9.- Installation according to claim 8, characterized in that the optical barrier (26) comprises, in the vicinity of the conveyor (12), one end (28A) of emission of said at least one beam and one end (30A) of receiving said at least one beam and in that these two ends (28A, 30A) are associated with nozzles (38) for ejecting a protective gas from said ends, in particular a hot gas.

10.- Installation according to claim 7, characterized in that said counting means comprise, in the vicinity of the conveyor, an ultrasound or microwave barrier, connected to said information processing unit and arranged transversely to the conveyor, the beam of said barrier being disposed in the plane of movement of the articles (P) so as to be interrupted by the articles (P) circulating on the conveyor.

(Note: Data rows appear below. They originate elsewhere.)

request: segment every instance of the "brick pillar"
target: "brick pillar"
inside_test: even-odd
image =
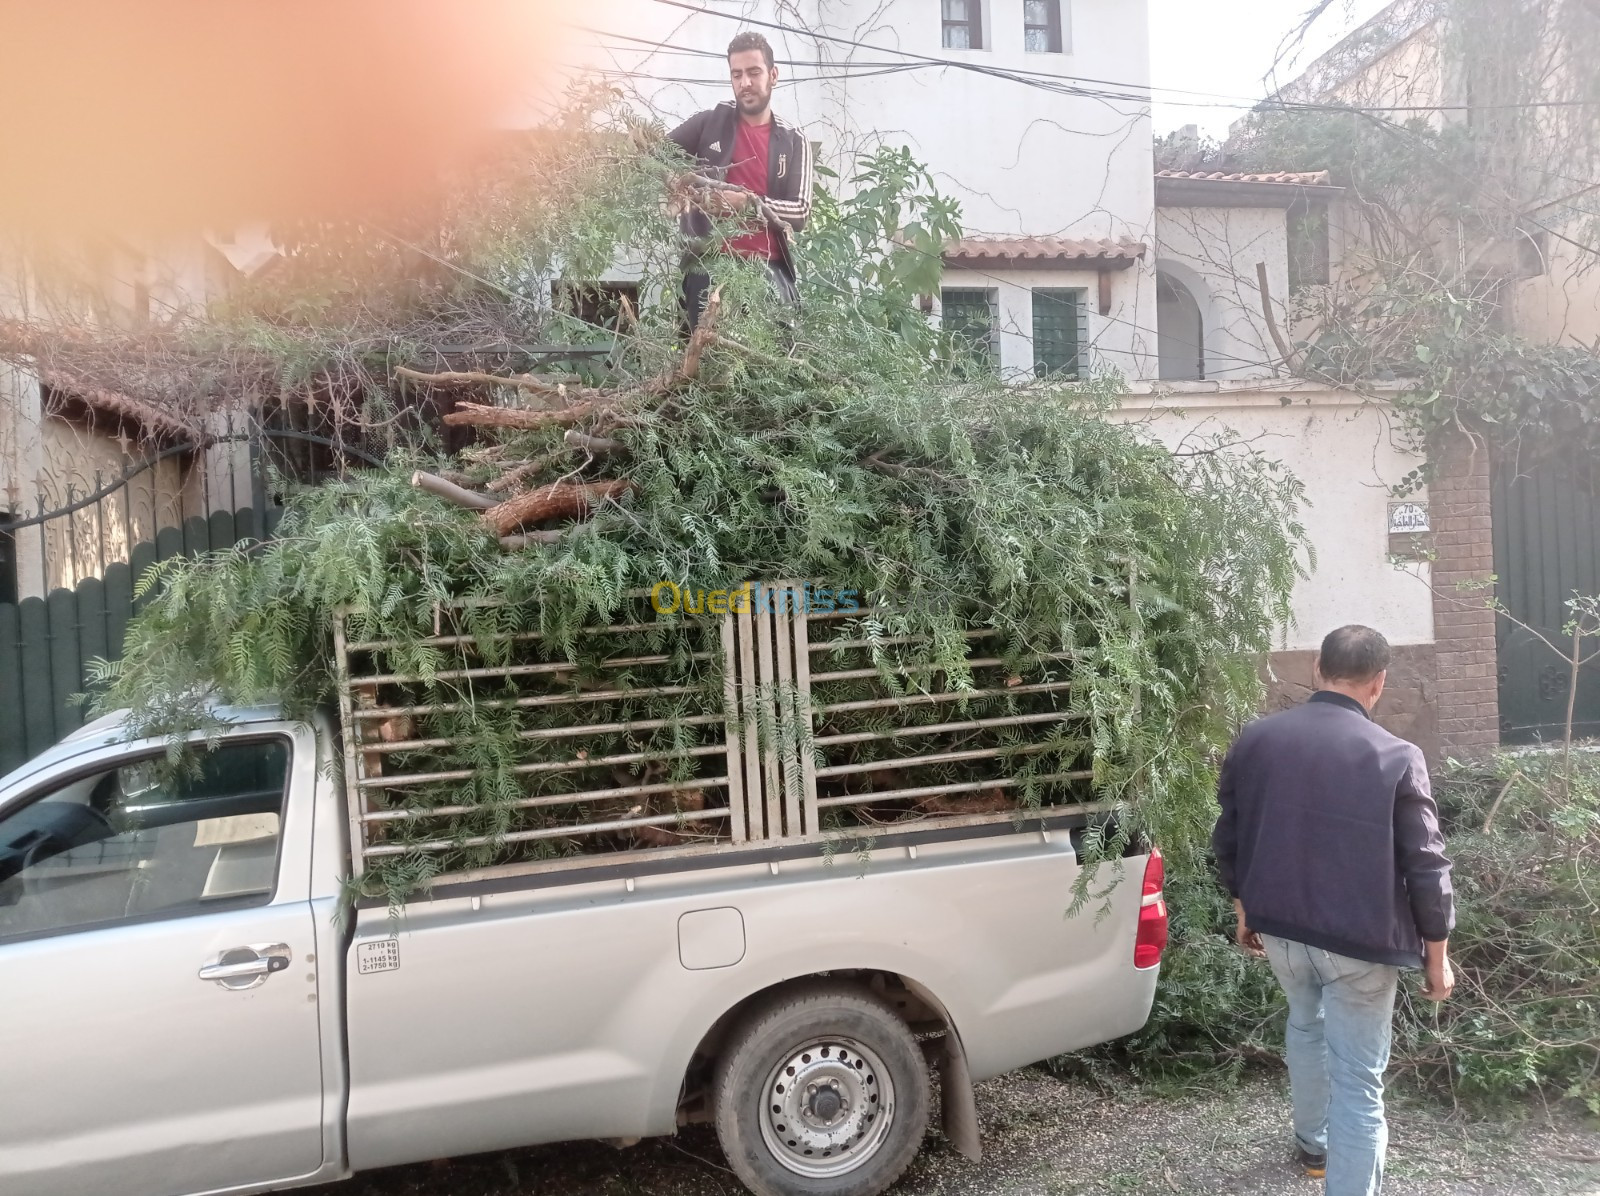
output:
[[[1439,746],[1446,756],[1473,759],[1500,744],[1495,660],[1493,521],[1489,506],[1489,449],[1465,438],[1437,462],[1428,486],[1433,525],[1433,632],[1438,680]]]

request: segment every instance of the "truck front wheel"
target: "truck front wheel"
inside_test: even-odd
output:
[[[928,1069],[887,1004],[819,985],[758,1007],[713,1083],[717,1136],[759,1196],[876,1196],[928,1124]]]

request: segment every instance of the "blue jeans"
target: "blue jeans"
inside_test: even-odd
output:
[[[1383,1071],[1400,969],[1261,936],[1289,998],[1284,1036],[1294,1136],[1328,1156],[1327,1196],[1377,1196],[1389,1127]]]

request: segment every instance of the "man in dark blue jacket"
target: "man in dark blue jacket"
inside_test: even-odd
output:
[[[1422,995],[1455,986],[1450,861],[1428,768],[1371,719],[1389,645],[1370,627],[1322,641],[1318,690],[1246,727],[1218,782],[1212,849],[1240,946],[1289,999],[1296,1157],[1327,1196],[1375,1196],[1388,1127],[1383,1072],[1401,968]]]

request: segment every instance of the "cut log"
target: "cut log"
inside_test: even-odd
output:
[[[557,519],[580,519],[608,498],[618,498],[633,488],[623,479],[615,482],[552,482],[526,494],[508,498],[483,513],[496,536],[508,536],[518,528]]]
[[[1021,808],[1021,803],[1004,789],[982,793],[941,793],[925,797],[916,804],[924,814],[999,814]]]
[[[669,385],[690,382],[699,376],[700,359],[705,355],[707,346],[717,338],[717,316],[721,311],[722,288],[718,287],[706,300],[706,309],[700,316],[700,322],[689,334],[689,347],[684,350],[683,364],[678,367],[678,373]]]
[[[454,482],[447,482],[431,473],[423,473],[420,469],[411,475],[411,484],[418,490],[426,490],[429,494],[437,494],[447,502],[453,502],[458,507],[466,507],[473,511],[487,511],[499,502],[491,494],[479,494],[475,490],[463,490]]]
[[[520,465],[513,465],[495,478],[494,481],[490,482],[487,489],[493,490],[497,494],[509,494],[561,455],[560,453],[545,453],[542,457],[535,457],[532,461],[524,461]]]
[[[526,407],[458,403],[456,409],[444,417],[444,422],[453,427],[469,424],[477,428],[547,428],[551,424],[575,424],[601,406],[604,404],[594,401],[535,411]]]
[[[531,390],[538,394],[566,396],[573,393],[565,381],[549,374],[483,374],[476,370],[443,370],[425,374],[421,370],[397,366],[396,378],[409,378],[413,382],[426,382],[430,386],[512,386],[518,390]],[[580,393],[593,393],[590,387],[577,388]]]
[[[596,457],[604,457],[610,453],[620,453],[628,447],[620,440],[611,440],[605,436],[586,436],[576,430],[569,430],[561,439],[580,452],[589,453]]]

11.- Installation according to claim 4, characterized in that said camera is a camera of the type Infrared and in that said image processing makes it possible to obtain a value representative of the temperature of the articles on the conveyor.

12.- Installation according to any one of the preceding claims, characterized in that said image processing means (24) comprise means for differentiating on said image the zones of the conveyor covered by an article (P) and zones of the conveyor left free, as well as means (24) for analyzing said differentiated zones on said image to determine a value representative of the quantity of articles (P) treated.

13.- Installation according to claim 12, characterized in that said means (24) for analyzing said differentiated zones comprise means (24) for establishing, over the entire extent of the image, a first histogram ( 52A) representative of the number of pixels corresponding to the zones of the conveyor covered by an article (P) for each line of the image in the direction (XX) of movement of the conveyor, means (24) of establishment, over the entire extent of the image, of a second histogram (54A) representative of the number of pixels corresponding to the areas of the conveyor covered by an article (P) for each line of the image in the direction perpendicular to the direction (YY) of movement of the conveyor and means (24) for comparing the peak values of the first and second histograms (52A, 54A) thus established with first and second threshold values (SI, S2) for determining the density of articles (P ) treated.